Use Stoke’s Theorem to evaluate the line integral \(\oint\limits_C {\left( {y + 2z} \right)dx }\) \({+ \left( {x + 2z} \right)dy }\) \({+ \left( {x + 2y} \right)dz},\) where \(C\) is the curve formed by intersection of the sphere \({x^2} + {y^2} + {z^2} \) \(= 1\) with the plane \(x + 2y + 2z \) \(= 0.\)Solution.

Let \(S\) be the circle cut by the sphere from the plane.
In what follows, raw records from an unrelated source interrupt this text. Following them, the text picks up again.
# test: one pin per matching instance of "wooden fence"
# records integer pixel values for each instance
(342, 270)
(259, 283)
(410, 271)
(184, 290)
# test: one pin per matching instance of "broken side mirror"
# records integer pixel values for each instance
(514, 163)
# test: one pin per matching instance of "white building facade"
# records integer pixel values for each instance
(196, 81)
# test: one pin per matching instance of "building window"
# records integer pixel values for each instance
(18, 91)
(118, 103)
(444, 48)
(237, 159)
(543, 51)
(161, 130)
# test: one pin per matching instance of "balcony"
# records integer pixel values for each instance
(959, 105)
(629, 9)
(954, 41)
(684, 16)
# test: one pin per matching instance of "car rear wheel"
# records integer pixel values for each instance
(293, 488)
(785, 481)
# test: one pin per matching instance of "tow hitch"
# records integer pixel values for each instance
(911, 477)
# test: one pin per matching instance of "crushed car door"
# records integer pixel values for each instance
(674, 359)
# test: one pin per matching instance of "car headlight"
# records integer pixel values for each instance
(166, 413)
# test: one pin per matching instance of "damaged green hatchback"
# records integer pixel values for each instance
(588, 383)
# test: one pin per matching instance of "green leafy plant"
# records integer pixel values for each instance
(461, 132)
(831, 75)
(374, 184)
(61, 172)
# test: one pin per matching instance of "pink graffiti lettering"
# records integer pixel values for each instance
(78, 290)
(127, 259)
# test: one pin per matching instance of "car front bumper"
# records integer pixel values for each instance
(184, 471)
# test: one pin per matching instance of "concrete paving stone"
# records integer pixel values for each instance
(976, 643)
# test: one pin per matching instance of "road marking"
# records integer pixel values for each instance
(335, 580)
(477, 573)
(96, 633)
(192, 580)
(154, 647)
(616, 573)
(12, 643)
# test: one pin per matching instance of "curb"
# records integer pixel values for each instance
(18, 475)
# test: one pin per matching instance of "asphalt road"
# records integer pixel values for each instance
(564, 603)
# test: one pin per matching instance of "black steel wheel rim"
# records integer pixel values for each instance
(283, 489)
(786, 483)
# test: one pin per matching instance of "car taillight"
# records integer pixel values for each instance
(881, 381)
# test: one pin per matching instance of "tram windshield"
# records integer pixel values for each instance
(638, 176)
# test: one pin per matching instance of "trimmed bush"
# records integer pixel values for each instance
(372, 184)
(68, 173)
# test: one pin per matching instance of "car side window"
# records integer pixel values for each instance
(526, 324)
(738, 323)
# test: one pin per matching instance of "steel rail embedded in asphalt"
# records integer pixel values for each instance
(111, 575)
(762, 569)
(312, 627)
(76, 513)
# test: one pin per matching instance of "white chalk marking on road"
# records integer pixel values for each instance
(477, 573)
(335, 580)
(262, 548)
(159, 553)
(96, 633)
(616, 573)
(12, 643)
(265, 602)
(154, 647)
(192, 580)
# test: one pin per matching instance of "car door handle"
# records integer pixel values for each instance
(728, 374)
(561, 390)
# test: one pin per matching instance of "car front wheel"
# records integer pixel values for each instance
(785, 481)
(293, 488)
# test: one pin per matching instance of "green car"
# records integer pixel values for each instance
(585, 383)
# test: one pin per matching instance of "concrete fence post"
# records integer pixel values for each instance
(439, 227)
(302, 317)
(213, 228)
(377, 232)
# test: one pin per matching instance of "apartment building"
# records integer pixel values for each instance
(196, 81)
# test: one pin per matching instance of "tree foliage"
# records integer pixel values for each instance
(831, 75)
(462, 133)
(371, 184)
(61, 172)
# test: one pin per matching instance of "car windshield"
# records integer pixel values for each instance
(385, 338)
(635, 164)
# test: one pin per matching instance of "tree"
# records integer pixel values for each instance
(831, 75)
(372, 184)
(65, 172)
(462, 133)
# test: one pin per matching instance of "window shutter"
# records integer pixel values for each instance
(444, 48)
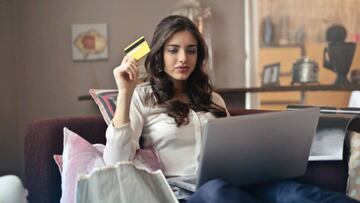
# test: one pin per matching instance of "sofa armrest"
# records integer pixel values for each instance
(43, 139)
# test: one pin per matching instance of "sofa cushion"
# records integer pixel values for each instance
(78, 157)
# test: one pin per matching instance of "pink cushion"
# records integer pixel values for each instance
(79, 157)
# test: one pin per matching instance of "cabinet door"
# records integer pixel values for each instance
(286, 56)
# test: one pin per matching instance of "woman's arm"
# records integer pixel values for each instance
(122, 136)
(125, 77)
(123, 141)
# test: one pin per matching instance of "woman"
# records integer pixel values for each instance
(169, 110)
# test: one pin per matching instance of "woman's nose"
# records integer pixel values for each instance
(182, 56)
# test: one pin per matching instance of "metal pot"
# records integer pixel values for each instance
(305, 70)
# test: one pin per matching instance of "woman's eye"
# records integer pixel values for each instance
(172, 50)
(192, 51)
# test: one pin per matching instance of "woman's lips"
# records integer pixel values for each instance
(182, 69)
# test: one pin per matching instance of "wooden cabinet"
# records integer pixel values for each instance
(287, 56)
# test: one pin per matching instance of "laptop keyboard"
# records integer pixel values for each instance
(191, 181)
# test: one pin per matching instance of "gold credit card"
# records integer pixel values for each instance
(138, 49)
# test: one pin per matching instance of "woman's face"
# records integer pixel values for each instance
(180, 55)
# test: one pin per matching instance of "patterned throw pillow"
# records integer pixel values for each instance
(106, 101)
(353, 186)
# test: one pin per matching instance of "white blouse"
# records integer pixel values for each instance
(178, 147)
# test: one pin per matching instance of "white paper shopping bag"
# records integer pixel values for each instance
(124, 183)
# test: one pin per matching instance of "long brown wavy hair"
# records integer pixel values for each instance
(197, 87)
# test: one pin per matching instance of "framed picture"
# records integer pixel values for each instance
(89, 41)
(270, 75)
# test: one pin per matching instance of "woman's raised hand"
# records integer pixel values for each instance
(126, 75)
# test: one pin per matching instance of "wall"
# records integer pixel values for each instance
(49, 81)
(9, 156)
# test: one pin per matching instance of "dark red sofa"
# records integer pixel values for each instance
(45, 138)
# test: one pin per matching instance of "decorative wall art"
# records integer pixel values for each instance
(89, 41)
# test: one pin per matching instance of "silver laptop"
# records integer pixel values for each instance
(249, 149)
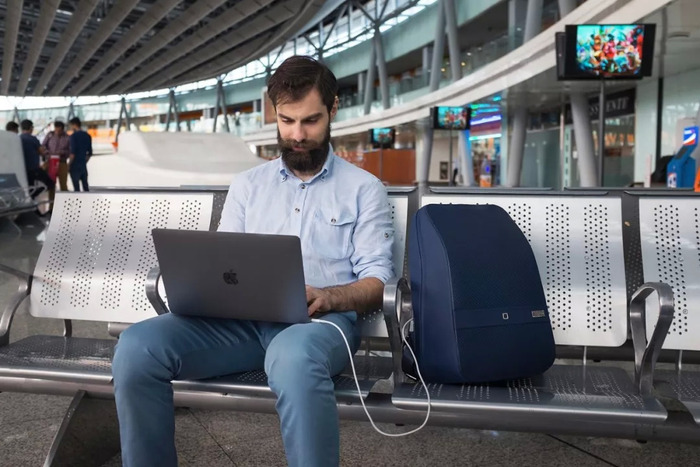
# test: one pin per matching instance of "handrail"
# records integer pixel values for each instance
(646, 354)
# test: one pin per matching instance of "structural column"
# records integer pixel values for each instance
(438, 49)
(424, 146)
(583, 132)
(371, 73)
(381, 67)
(453, 39)
(533, 24)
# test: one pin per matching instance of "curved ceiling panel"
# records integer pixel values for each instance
(83, 47)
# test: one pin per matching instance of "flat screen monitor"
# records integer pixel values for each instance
(450, 118)
(606, 51)
(382, 137)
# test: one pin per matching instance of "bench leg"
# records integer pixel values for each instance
(89, 433)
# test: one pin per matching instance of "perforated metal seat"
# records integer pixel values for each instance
(670, 239)
(562, 394)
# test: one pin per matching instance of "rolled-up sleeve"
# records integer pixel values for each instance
(233, 213)
(373, 236)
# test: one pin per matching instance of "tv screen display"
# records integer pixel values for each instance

Find the coordinates of the unit vector \(\mathbf{n}\) normal to the surface \(S:\)

\[

{\mathbf{n} }={ \frac{{1 \cdot \mathbf{i} + 2 \cdot \mathbf{j} + 2 \cdot \mathbf{k}}}{{\sqrt {{1^2} + {2^2} + {2^2}} }} }

= {\frac{1}{3}\mathbf{i} + \frac{2}{3}\mathbf{j} + \frac{2}{3}\mathbf{k}.}

\]

In our case

\[{P = y + 2z,\;\;\;}\kern-0.3pt{Q = x + 2z,\;\;\;}\kern-0.3pt{R = x + 2y.}\]

Hence, the curl of the vector \(\mathbf{F}\) is

\[ {\nabla \times {\mathbf{F}} } = {\left( {\frac{{\partial R}}{{\partial y}} – \frac{{\partial Q}}{{\partial z}}} \right){\mathbf{i}} } + {\left( {\frac{{\partial P}}{{\partial z}} – \frac{{\partial R}}{{\partial x}}} \right){\mathbf{j}} } + {\left( {\frac{{\partial Q}}{{\partial x}} – \frac{{\partial P}}{{\partial y}}} \right){\mathbf{k}} } = {\left( {2 – 2} \right){\mathbf{i}} }+{ \left( {2 – 1} \right){\mathbf{j}} }+{ \left( {1 – 1} \right){\mathbf{k}} } = {{\bf{j}}.} \]

Using Stoke’s Theorem, we have

\[

{\oint\limits_C {\left( {y + 2z} \right)dx + \left( {x + 2z} \right)dy }+{ \left( {x + 2y} \right)dz} }

= {\iint\limits_S {\left( {\nabla \times \mathbf{F}} \right) \cdot d\mathbf{S}} }

= {\iint\limits_S {\left( {\nabla \times \mathbf{F}} \right) \cdot \mathbf{n}dS} }

= {\iint\limits_S {\mathbf{j} \cdot \left( {\frac{1}{3}\mathbf{i} + \frac{2}{3}\mathbf{j} + \frac{2}{3}\mathbf{k}} \right)dS} }

= {\frac{2}{3}\iint\limits_S {dS} .}

\]

As the sphere \({x^2} + {y^2} + {z^2} \) \(= 1\) is centered at the origin and the plane \(x + 2y + 2z \) \(= 0\) also passes through the origin, the cross section is the circle of radius \(1.\) Hence the integral is

\[{I = \frac{2}{3}\iint\limits_S {dS} }={ \frac{2}{3} \cdot \pi \cdot {1^2} }={ \frac{{2\pi }}{3}.}\]